Закончив очередную партию в преферанс, все шли на обед, а после обеда престарелые киноклассики уходили вздремнуть, а их же­ны усаживались в белую «Волгу» Лили Бернес, вдовы великого Марка Бернеса, и разъезжались по ок­рес­тным сель­ским ма­гази­нам в по­ис­ках им­пор­тной одеж­ды. Потому что как раз в те годы  для оживления умирающего колхозного производства сель­ские ко­опе­рати­вы по­лучи­ли от Ко­сыги­на пра­во пря­мых бартерных сде­лок с брат­ски­ми стра­нами и в об­мен на заполярные ме­ха, башкирский мед и вятскую пеньку за­вози­ли в сель­ские рай­оны кой-ка­кой де­фицит­. При этом самый качественный не ле­жал, ко­неч­но, в от­кры­той про­даже, а, называясь ширпотребом, товаром широкого потребления,  ре­али­зовы­вался с чер­но­го хо­да очень узкому кругу потребителей.

Про­водив взгля­дом вы­ехав­шую из во­рот «Вол­гу», я сказал сидевшим за соседним столиком:

— А вас, зна­чит, не взя­ли в ма­газин? 

— Да, нас уже ни­куда не бе­рут.
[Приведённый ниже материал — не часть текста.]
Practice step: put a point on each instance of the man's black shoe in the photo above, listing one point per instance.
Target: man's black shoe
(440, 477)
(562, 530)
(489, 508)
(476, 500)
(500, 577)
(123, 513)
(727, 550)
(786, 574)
Кон­чился спрос, — от­ве­тил Утесов сво­им все­народ­но из­вес­тным глу­хова­тым бас­ком и с ха­рак­терной одес­ской ин­то­наци­ей.

— А хо­тите я вас по­везу? Я с ма­шиной, - предложил я с небрежным шиком нового автовладельца. Месяц назад на гонорар за сценарий для Свердловской студии я купил советский «Линкольн» тех лет – подержанный зеленый «Жигуленок» шестой модели. - Я как раз еду в Та­расов­ку, там ди­рек­тор магазина — мой знакомый. Он часто получает дефицит из Финляндии.

Утесов пе­рег­ля­нул­ся с Райкиным.

— Или по­ехать? — по­лус­про­сил он его с той же не­под­ра­жа­емой одес­ской ин­то­нацией.

— Поехали, Аркадий Исаакович! — ска­зал я. — Ваш размер там тоже найдется.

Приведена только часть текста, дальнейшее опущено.